18 February 2007
Seven tracks for almost nineteen minutes, and the result are even more minimalist than on their debut ep. Malte Jantzen and Saskia Waldeck mix their voice for delicate shy and whispered harmonies. They use soft acoustic guitar and some sparse bass, keyboard and harmonica notes.
It’s not an easy record or the kind of songwriting you can listen to with a low or distracted attention. Except for two songs with brilliant soft melodies, all the tracks are mostly contemplative meanderings of vaporous foggy hoarfrost melancholy. Songs for Sunday Parlours is less about folk melodies and more about ambiences, these winter Sundays mornings spent all alone, in a still, melancholic and wondering mood.
The frosted acoustic guitar notes of “Chapter one: the matching face” pictures wintry countryside landscapes covered with snow, with floating monochromatic ambiences of indecision.
Malte and Saskia sing together on the drowsy “The Cold”, waking up slowly with pale sun rays finding their way through the curtains.
The best song of the ep is certainly “Dear Annabelle”, a sensitive and sentimental delicate love song where emotions are vivid, moving and dreamy, perfect for daydreaming. “Chapter two: there's nothing but emptiness when you leave” is a pensive instrumental like when you’re lost in your doubts.
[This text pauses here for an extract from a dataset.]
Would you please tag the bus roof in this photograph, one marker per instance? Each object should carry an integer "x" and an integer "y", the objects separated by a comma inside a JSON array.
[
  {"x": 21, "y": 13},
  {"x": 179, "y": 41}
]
“Passenger Seat” is the second more direct song of the ep, though quite slow and intimate, with harmonica and both voices singing to each other conjointly. There is something from the beauty and preciousness of the Secret Stars and Ida in it. “The arrival or the story of the sailors wife” is a mournful and depressive song, that probably could have been developed much more. The ep then ends with a last instrumental, “chapter three: will it always be like this? will this take forever?”.
It is a nice second ep for Songs for Sunday Parlours but globally it seems shorter than their debut ep, the approach is more ethereal and translucent here, it will be interesting to discover where they will go from here now.